Flying Dreams

Do you ever have flying dreams?

I love flying dreams. It doesn't happen very often. Those were always my favorite dreams. Sometimes you were just flying for no reason. I mean, it's my dream, I'll do whatever the heck I like! When I was little, I can recall having a nightmare where I seemed to be stuck. It would happen all the time. The nightmare creature is coming, but you can't move, because your legs are heavy like lead. But every once in awhile, I would start running, and suddenly take off, just like a bird. The nightmare would turn into a dream.

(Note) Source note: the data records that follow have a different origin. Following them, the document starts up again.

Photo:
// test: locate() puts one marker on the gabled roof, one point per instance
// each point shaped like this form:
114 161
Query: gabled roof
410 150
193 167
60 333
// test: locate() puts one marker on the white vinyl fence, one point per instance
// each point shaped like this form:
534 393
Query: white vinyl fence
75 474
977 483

Those are dreams. Even airplanes hold some of that magic. Steering those heavy machines may not be the same as being a bird, but it ain't too bad. Heck, give me a Corsair and a tank of fuel, and I'll be happy. But we all know we haven't really conquered flight yet. The birds still whoop our butts. For the past century, that's been okay. Man can't fly like birds; hang gliders are as close as we'll ever come.

Two years ago I was lying in bed listening to the final song on Eric Whitacre's choral album. I had not read the song title, and was not paying close attention to the lyrics. All I knew was that the music seemed to lift my imagination and bring back those childish dreams of flying. I began wondering what it would take to really fly like a bird. Sure, at one time it seemed impossible to mimic the complexities of nature and flight, but then at one time they said man would never fly at all. And what would it take to make artificial wings? We all know man isn't strong enough to "flap" or control anything that flew anything like a bird. But then technology is discovering extremely complex programming methods through LISP, artificial muscles, new materials incomparably light and strong - who is to say man can't make a pair of wings that can hold his body and fly just like a bird? It isn't like the bird-man could just hold a joystick. That isn't how a bird flies. The wings would have to read the man's body, to know exactly whether he was just craning his neck, or leaning forward to dive, or catching a thermal to soar up. It would require two miracles: the physical, artificial structure of wings that could hold a man and maintain stable flight, and an impossibly complex computer brain to control all the millions of computations and adjustments required to mimic bird-flight. Sure, it would be hard, taking years of research and millions of dollars (billions?), but who is to say it is impossible?

So, while lying in bed listening to "Leonardo dreams of his flying machine" [I had not read the song title], I dreamed of my own flying machine. Which means two things: Eric Whitacre is brilliant, and Icarus never learned his lesson. I considered leaving Bible college and studying physics, aerodynamics, ornithology, and artificial intelligence, but nothing really came of it. It was just a flying dream.

4 comments:

Elizabeth said...

I always ran into telephone wires and got shocked in my flying dreams (still cringe...because even when I just day dream about flying, up pop those telephone wires in my way). hmmm.

Hey, I just saw a movie that you REALLY MUST SEE! Call me and I'll tell you about it.

Sara said...

My flying dreams consited of me only being able to fly a few feet off the ground. I could never just get myself to soar through the air, at times the highest i could get were to the top of some houses...but never much higher

kiltsandthistles said...

You should try sky-diving. It is the closest thing to flying besides being a plane I have ever done. It is absolutely amazing to be hanging from a parachute staring at the world beneath your feet. You kind of get the idea that you are looking at the world the way God does, except for obviously He sees it in its entirety. write me :-) joyanna_neiner@hotmail.com

Will said...

Very good music! I am recommending this composer to our director.